The following is Doris Ruth Moore Birdsong Artrip's compilation of Shadrick Inman's history from family stories and research:

My Grandmother Lucy Vashti Inman told me "THE SADDEST DAY WAS WHEN MY FATHER DIED" Noise of the leaves being crushed by the wagon and horses as they went to the graveyard with the body of Vashti's father Shadrick was one my grandmother talked about until she died. SHE NEVER LIKE THE FALL OF THE YEAR AFTER HER FATHER DIED. She died on Sept. 27, 1956, just before the leaves began to FALL.

Shadrick Inman enrolled in the Union Army of the Civil War on February 26, 1862 in Company G 12MO 5M Calvary. And was mustered out March 28, 1865.

At the age of 25 Shadrick stood five feet seven inches tall, of light complexion, dark eyes and light hair. He was a farmer and his place of residence was Rombauer, MO. 

As a private in the Civil War Volunteers, he enrolled 26 February 1862 at Greenville, MO. He was 25 years old and unmarried. Back in the early 1950s when I first talked with my grandmother (Vashti Inman) she told me a civil war story I'll never forget. 

"Toward the end of the war Shadrick lost his brother (Edmond) of pneumonia (January 2, 1864) on the bloody battlefield of the Civil War in Kentucky. 

"Shadrick was sick in the hospital during January and February 1865 near Rolla, MO. He was mustered out March 28, 1865.

"On his way home, on horseback, to Rombauer, MO, while still wearing his Union uniform, he encountered Confederate soldiers somewhere in Wayne County (about 30 miles from his home). The group of Confederates chased him on horseback while bullets flew past him, but never hitting him or his horse, all the way home to his barn. 

"His horse, though exhausted, never made a sound while Confederate soldiers watched and waited for him to leave the barn. He laid low. In the dark of night he made it quietly inside to his waiting family."

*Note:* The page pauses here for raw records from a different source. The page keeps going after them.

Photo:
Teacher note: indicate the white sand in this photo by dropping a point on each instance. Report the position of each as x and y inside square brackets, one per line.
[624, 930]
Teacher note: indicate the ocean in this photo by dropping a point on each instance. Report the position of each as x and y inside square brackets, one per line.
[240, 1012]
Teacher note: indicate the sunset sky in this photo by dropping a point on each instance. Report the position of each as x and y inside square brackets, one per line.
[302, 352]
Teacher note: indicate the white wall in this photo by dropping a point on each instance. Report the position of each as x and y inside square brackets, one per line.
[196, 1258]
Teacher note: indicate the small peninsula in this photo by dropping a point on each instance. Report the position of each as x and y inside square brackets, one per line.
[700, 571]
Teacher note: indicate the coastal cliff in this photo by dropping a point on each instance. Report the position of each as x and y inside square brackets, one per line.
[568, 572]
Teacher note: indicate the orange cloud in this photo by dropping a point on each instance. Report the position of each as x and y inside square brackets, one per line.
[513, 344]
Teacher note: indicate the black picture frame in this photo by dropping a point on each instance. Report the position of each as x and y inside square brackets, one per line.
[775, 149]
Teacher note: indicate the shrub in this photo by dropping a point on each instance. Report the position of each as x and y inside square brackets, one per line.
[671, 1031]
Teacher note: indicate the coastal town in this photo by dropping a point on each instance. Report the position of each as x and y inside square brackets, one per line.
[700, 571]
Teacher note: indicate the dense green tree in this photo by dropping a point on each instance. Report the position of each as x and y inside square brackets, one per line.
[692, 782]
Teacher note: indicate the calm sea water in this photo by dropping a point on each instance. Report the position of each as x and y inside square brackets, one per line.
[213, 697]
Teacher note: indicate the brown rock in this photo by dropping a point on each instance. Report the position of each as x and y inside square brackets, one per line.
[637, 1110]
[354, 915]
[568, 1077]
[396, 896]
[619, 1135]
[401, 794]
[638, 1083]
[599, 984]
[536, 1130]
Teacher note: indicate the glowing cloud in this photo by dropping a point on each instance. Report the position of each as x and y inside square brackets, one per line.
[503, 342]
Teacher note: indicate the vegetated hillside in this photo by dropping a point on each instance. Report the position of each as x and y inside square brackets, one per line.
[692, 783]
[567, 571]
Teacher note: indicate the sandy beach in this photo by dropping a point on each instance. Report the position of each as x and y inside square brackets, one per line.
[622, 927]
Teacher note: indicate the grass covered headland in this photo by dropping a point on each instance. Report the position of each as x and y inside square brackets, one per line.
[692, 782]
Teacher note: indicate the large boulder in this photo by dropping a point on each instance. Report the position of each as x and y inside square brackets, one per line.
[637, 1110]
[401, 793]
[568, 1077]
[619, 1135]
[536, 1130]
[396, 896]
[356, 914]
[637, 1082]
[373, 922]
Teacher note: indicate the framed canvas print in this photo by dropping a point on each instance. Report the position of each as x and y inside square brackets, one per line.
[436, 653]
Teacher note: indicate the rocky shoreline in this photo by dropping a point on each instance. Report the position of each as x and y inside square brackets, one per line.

After the war he was well known in Butler County in Deem's History of Butler County Missouri as having belonged to the POST G.A.R. at Poplar Bluff. (G.A.R. probably stands for Gentlemen of the American Revolution).

After the Civil War he married Amy Williams Edington who had three children and had lost her husband who was a confederate Soldier in the Civil War. Then they had six children. Four girls who lived. And then in February 1880 Amy died of 'stomach congestion'.

In September 1880 he married Jane Meadors in Butler County, a very recent widow, with several children. Her children were a little older than Vashti. Shadrick and Jane had a son, James Andrew, born March 9, 1885. Jane Meadows Inman became Vashti's WICKED STEPMOTHER (see Lucy Vashti Inman's notes).

At age 70 he received a pension of $30 per month for his Civil War service.

He lived to be 78 years old. To all his friends he was known as Shade.